In vitro transcription question - (Mar/26/2012 )
I am trying to make RNA transcripts from a linearized plasmid. I have a question regarding the purification of the template DNA. I have read that you should clean the DNA by phenol/chloroform extraction and other places I have read that DNA from minipreps is fine.
Is it necessary to do a phenol/chloroform extraction prior to in vitro transcription?
I linearized my plasmid with the appropriate restriction enzyme, and then i purified the plasmid using a zymo DNA clean & concentrator spin column.
Will the DNA from the spin column be pure enough for in vitro transcription?
Thanks
I am using Ambion mMessage mMachine kit for in vitro transcription, and I have obtained very good gel results all the time. I directly use linearized plasmids and face no problem. If you obtained good plasmid isolation results and linearized them properly, I don't think you need to take any further steps
kutayozturk on Wed Apr 4 14:20:17 2012 said:
I am using Ambion mMessage mMachine kit for in vitro transcription, and I have obtained very good gel results all the time. I directly use linearized plasmids and face no problem. If you obtained good plasmid isolation results and linearized them properly, I don't think you need to take any further steps
You dont purify the DNA after the restriction digest (to linearize)? I lose a lot of yield when I use the Zymo spin column. I am also getting a smear when I run the reaction on a denaturing gel. The manual suggests treating the DNA with proteinase K. Has anybody had to do this before?

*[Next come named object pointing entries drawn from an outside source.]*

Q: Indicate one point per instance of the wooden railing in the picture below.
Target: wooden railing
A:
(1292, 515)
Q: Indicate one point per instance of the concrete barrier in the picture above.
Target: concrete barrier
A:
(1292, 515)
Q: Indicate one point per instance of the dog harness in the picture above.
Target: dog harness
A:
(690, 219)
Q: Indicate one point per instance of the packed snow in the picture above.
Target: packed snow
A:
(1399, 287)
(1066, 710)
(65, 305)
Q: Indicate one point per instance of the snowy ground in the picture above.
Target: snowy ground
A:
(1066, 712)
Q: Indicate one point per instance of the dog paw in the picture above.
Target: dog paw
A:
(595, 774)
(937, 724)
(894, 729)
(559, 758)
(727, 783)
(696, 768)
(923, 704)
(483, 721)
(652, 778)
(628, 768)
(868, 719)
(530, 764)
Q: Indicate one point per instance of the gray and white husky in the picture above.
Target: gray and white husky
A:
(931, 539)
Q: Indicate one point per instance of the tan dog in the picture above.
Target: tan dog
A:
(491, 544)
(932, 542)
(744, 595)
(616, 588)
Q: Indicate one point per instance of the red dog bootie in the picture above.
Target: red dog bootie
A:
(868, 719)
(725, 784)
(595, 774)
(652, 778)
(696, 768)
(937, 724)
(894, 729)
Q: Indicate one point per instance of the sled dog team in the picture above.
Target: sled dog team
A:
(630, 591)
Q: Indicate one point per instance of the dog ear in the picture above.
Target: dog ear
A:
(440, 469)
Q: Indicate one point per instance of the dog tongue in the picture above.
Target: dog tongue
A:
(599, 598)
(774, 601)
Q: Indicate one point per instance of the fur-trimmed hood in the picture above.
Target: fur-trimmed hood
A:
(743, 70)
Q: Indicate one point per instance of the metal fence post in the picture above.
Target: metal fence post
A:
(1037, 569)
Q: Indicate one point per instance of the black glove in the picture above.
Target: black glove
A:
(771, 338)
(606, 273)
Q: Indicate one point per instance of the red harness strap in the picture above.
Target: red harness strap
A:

Yes, I don't do any purification after linearization. After checking my linearization results on gel, I directly go on with in-vitro transcription. I have never faced a problem in that way.Can you check your linearization products before and after purification in gel? In this way you can see if the problem is in linearization or in purification. If there's a problem in linearization, you can check with different tubes of enzyme and buffers. There may be some endonuclease contamination from somewhere
I have checked the digest on a gel before purification and it was complete. I have not checked after purification, mainly due to the low yield. The plasmid I am using was from a maxi-prep instead of a mini-prep. Could increased amounts of endonuclease/RNAse be present since it was a maxi-prep? I always did this reaction using mini-prep plasmid in the past.
Well, I always used miniprep, so I am not sure. But there must be an optional step (tells you when working with certain strains having high endonuclease -endA+ for example). If you are skipping it, try to include that step, too. Even if there are some residual endonucleases, it needs time to cause formation of smear on the gels, 1 month kept in -20 for example. Probably that is not the cause of your problem. You may try to check the troubleshooting guide of zymo spin column kit.